The Bengals' longest punt return since Houshmandzadeh's 86-yarder against the Browns as a rookie in 2001 is Peter Warrick's 68-yarder against the Chiefs in 2003, the last time a Bengal took one to the house. Special teams coach Darrin Simmons is on record saying he's looking for all comers to improve a punt return game that finished next-to-last in the NFL last year when the longest one cornerback Keiwan Ratliff could generate was 13 yards. Chatman watched tape with Simmons during his weekend visit and said he was sold because "I like the way they block. I'm looking forward to that."

Lewis said Saturday that the reasons not to match the Texans' offer to backup receiver Kevin Walter (and apparently the ensuing Chatman agreement), had nothing to do with the problems of No. 3 receiver Chris Henry. Henry is looking, at the very least, at a possible NFL suspension stemming from gun charges in Florida.

"He's a different kind of receiver than what we've got," Houshmandzadeh said. "He's the same as Jamall and he's also different. He's a lot like him in that he's very quick. He's elusive."

Like Johnson (Santa Monica) and Houshmandzadeh (Cerritos), Chatman went the California junior college route before ending up in Cincinnati. But he arrived first at the University of Cincinnati when he secured the school's last scholarship of the year before the Packers signed him out of Clifton as a free agent. And it was easy to talk to Bengals receivers coach Hue Jackson when they had dinner Saturday night. Both are Dorsey High School graduates in Los Angeles.
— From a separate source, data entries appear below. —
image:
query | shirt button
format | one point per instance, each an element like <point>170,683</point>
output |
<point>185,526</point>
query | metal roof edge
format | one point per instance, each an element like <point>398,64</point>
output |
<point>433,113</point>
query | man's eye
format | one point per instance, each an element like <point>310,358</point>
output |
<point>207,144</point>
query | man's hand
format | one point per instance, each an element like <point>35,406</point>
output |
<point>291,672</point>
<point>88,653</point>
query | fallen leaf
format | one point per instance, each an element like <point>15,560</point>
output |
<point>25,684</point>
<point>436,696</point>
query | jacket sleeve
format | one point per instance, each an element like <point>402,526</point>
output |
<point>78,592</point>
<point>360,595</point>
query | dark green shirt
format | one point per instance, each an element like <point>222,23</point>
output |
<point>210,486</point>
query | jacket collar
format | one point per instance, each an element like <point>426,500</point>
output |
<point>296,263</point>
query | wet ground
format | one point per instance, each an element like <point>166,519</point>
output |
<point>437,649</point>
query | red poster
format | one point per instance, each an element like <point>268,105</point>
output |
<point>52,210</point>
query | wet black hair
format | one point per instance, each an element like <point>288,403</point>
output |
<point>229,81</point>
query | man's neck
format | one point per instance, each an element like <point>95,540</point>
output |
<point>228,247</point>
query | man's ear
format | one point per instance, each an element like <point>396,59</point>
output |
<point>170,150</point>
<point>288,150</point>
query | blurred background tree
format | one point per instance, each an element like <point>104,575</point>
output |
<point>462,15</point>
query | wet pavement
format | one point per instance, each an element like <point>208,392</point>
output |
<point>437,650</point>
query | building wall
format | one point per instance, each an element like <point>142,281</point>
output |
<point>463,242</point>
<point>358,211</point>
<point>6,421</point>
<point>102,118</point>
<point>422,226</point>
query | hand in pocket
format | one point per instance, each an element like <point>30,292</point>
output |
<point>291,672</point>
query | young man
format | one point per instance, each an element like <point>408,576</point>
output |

"It was really quite a good fit. He had grown up with guys like T.J. and Chad and obviously there was a tie he had there with Hue," Mersel said.

Chatman is also different than Walter, whom had been a prime special teams player as a tackler and was a big, physical receiver. The 6-3, 215-pound Walter caught 30 balls in his three-year career in Cincinnati, and the Bengals decided they couldn't match the Texans' $1.5 million per year offer over four seasons that included $2.5 million in guarantees.

"Kevin was a team player. He'd do what was ever asked and never complained," Houshmandzadeh said.

Chatman is prepared to do the same.

"I feel comfortable there," he said.

Palmer inching back

The 6-1, 315-pound Dalton, who turned 31 last month, played for the Chiefs the past two seasons in an eight-year career that crossed paths with Lewis in Baltimore. Dalton doesn't have the big name of his former Ravens linemmate, Sam Adams, or his price tag. On Saturday, Lewis indicated his first priority after signing the quarterback is re-signing his offensive line.

"But if that goes slowly, we also don't want to miss anybody out there (in free agency) that we think might help us," Lewis said.

With No. 1 quarterback Carson Palmer arriving back in town last week, it's believed he'll make his first post-surgery media appearance this Tuesday. When talking to the agents for Griese and Patrick Ramsey, Lewis didn't back off his belief that Palmer is going to start the opener. He hasn't seen anything yet to dissuade him, but also admits no one knows for sure just 70 days shy of Palmer having his knee reconstructed.

The Bengals have Palmer on a cautious path that keeps him out of the minicamps and the early part of training camp. But his absence from the camp opener and maybe the first couple of preseason games apparently doesn't preclude him from being ready the first week.

The Bengals are also looking at their reports of Griese's knee, which underwent similar surgery for his torn anterior cruciate and medial collateral ligaments Oct. 21. Agent Ralph Cindrich says his client is going to be ready for minicamp, which would be seven months after surgery when the Bengals start work May 16.

The Bengals also plan to talk to Rams backup Jamie Martin.